Chris and Nancy Brown embrace while searching through the remains of their home, leveled by the Camp Fire, in Paradise, California, on Nov. 12, 2018. As the fire approached, Nancy Brown escaped from the home with her 2-year-old and three dogs. (AP Photo/Noah Berger)

Lawyers in California have filed the first class action over a deadly wildfire that killed 88 people and destroyed 14,000 buildings last month.

The suit, filed on Wednesday in San Francisco Superior Court, alleges that Pacific Gas and Electric Co.’s failure to maintain its electrical equipment caused the Camp Fire that charred through 150,000 acres.
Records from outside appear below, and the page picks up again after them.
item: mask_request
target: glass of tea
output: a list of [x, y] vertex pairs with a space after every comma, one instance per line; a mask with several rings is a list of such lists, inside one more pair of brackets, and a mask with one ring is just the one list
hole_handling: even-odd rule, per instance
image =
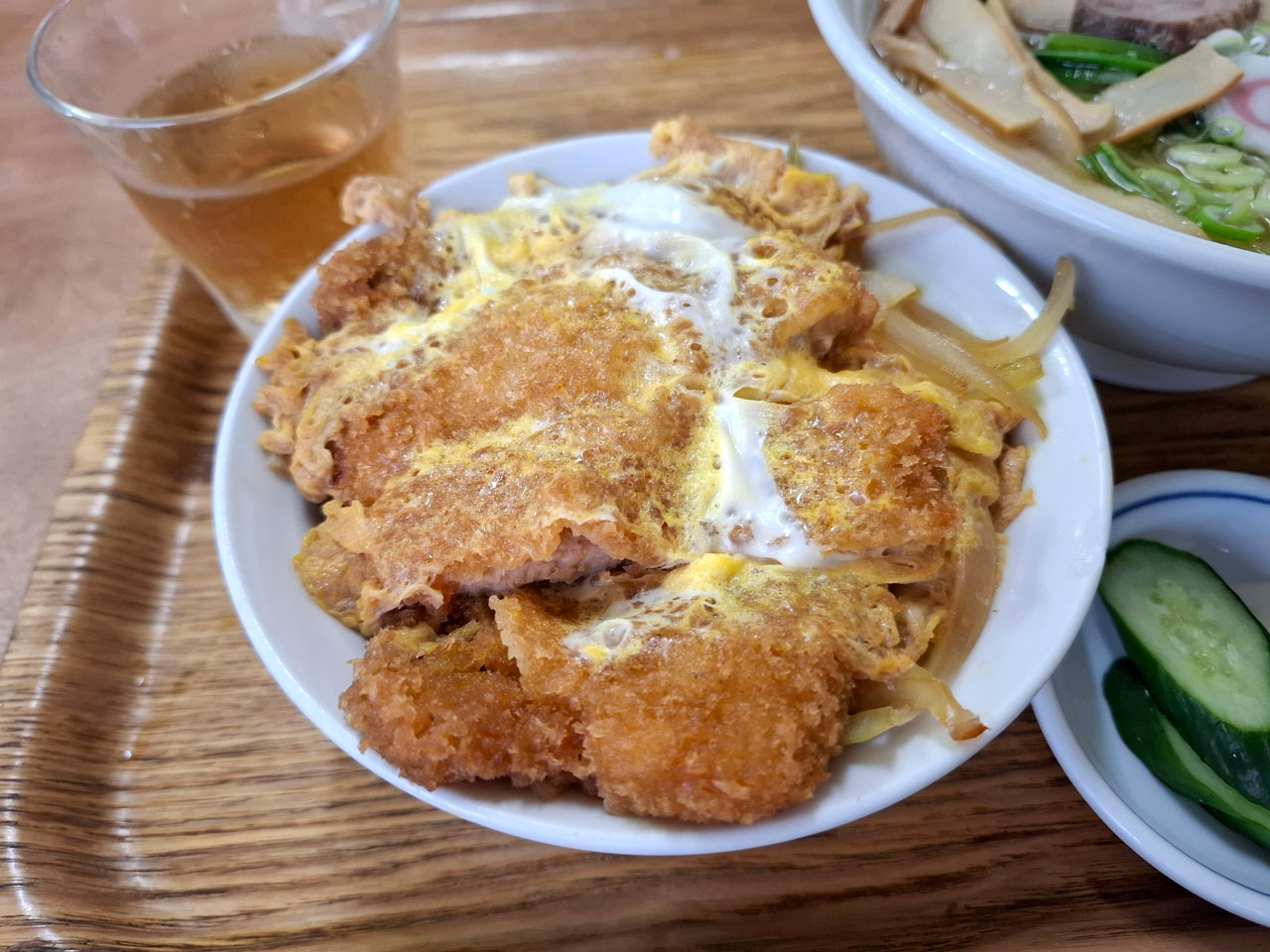
[[254, 335], [347, 228], [353, 175], [404, 171], [398, 0], [62, 0], [27, 75]]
The class action, which notes that the California utility company has at least $1.4 billion in wildfire insurance, seeks economic damages for individuals who lost homes, personal property and income due to the wildfire.

“This is a disaster of a scale unprecedented in California,” said Elizabeth Cabraser of Lieff Cabraser Heimann & Bernstein, who filed the case alongside Chicago’s Edelson PC. Lieff Cabraser, based in San Francisco, was on the plaintiffs’ executive committee in lawsuits brought against PG&E over a series of wildfires in California’s wine region last year.
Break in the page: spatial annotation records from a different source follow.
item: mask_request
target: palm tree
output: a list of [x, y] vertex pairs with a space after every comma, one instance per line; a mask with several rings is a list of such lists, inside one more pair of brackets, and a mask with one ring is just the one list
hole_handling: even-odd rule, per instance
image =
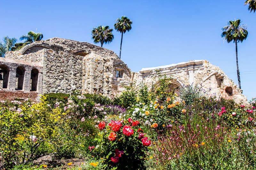
[[100, 42], [101, 47], [104, 43], [109, 44], [114, 39], [113, 31], [113, 29], [110, 29], [108, 26], [100, 26], [97, 28], [93, 27], [92, 30], [93, 41], [95, 43]]
[[24, 43], [27, 45], [35, 41], [42, 40], [43, 38], [43, 34], [40, 33], [35, 33], [32, 31], [28, 33], [28, 35], [22, 35], [20, 38], [20, 40], [25, 41]]
[[244, 5], [249, 5], [248, 7], [248, 10], [251, 10], [251, 12], [253, 10], [253, 12], [255, 12], [256, 11], [256, 0], [246, 0], [244, 2]]
[[17, 40], [14, 38], [10, 38], [8, 36], [5, 36], [4, 37], [3, 40], [3, 43], [0, 42], [0, 56], [4, 57], [5, 53], [11, 50], [12, 47]]
[[245, 25], [240, 25], [241, 21], [238, 19], [235, 21], [229, 21], [227, 25], [222, 28], [223, 32], [221, 37], [227, 40], [229, 43], [232, 41], [236, 43], [236, 68], [237, 72], [237, 78], [239, 84], [239, 88], [241, 89], [241, 83], [240, 81], [240, 73], [238, 66], [237, 58], [237, 42], [241, 42], [246, 39], [248, 32], [246, 30], [247, 27]]
[[120, 45], [120, 53], [119, 54], [119, 58], [121, 58], [121, 49], [122, 48], [122, 42], [123, 41], [123, 34], [125, 33], [126, 31], [129, 32], [132, 29], [132, 21], [125, 16], [122, 16], [121, 18], [118, 18], [116, 20], [116, 22], [115, 25], [115, 29], [118, 32], [122, 33], [121, 37], [121, 44]]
“With the information alleged in the complaint, that the fire was started by unsafe PG&E equipment, it becomes a tragedy that could have, and should have, been avoided had PG&E done their legal duty of safely operating and maintaining their power infrastructure,” Cabraser added.
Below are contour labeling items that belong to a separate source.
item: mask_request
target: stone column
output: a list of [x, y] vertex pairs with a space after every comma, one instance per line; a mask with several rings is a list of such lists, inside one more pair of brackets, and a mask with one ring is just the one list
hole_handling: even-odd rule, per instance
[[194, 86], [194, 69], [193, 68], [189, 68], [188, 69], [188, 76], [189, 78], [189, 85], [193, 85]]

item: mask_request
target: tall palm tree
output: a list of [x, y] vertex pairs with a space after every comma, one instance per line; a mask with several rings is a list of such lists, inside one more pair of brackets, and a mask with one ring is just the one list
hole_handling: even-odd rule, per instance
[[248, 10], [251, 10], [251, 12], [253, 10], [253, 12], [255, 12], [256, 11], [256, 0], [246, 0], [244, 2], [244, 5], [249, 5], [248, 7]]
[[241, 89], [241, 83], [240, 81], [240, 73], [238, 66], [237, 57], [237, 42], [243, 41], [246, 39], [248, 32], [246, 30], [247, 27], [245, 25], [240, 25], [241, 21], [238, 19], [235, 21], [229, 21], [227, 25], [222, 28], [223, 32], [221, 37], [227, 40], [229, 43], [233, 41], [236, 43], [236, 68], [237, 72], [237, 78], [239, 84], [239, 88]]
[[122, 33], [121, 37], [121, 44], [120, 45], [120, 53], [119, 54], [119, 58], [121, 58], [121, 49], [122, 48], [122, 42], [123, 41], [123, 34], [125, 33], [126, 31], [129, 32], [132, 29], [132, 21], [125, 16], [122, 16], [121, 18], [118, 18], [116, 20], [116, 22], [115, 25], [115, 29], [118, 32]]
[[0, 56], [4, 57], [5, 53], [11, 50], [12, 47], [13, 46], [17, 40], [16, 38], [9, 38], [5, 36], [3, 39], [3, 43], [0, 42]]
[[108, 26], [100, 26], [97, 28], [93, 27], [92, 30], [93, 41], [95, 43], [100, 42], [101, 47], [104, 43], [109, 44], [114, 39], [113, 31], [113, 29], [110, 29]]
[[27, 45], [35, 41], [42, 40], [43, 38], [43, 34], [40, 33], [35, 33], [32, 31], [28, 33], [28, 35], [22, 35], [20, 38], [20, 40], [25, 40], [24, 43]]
For PG&E’s part, spokeswoman Melissa Subbotin said in an emailed statement that customer and community safety were the company’s “highest priority.”

“The cause of the Camp Fire is still under investigation. We are aware of lawsuits regarding the Camp Fire. Right now, our focus is on assessing infrastructure, safely restoring power where possible, and helping our customers recover and rebuild,” Subbotin added.

The suit isn’t the first brought over the Camp Fire or another wildfire that destroyed 500 structures in Southern California last month. Most of those cases haven’t been class actions but individual plaintiffs alleging damages or wrongful death claims.

Residents of four homes and one business destroyed by the Camp Fire filed Wednesday’s class action, which brings negligence, inverse condemnation, private and public nuisance and premises liability claims, along with other allegations.

It asks to certify an “economic and property damages class” of an estimated tens of thousands of individuals and businesses with various types of damages, including loss of income, real and personal property, and costs associated with evacuations.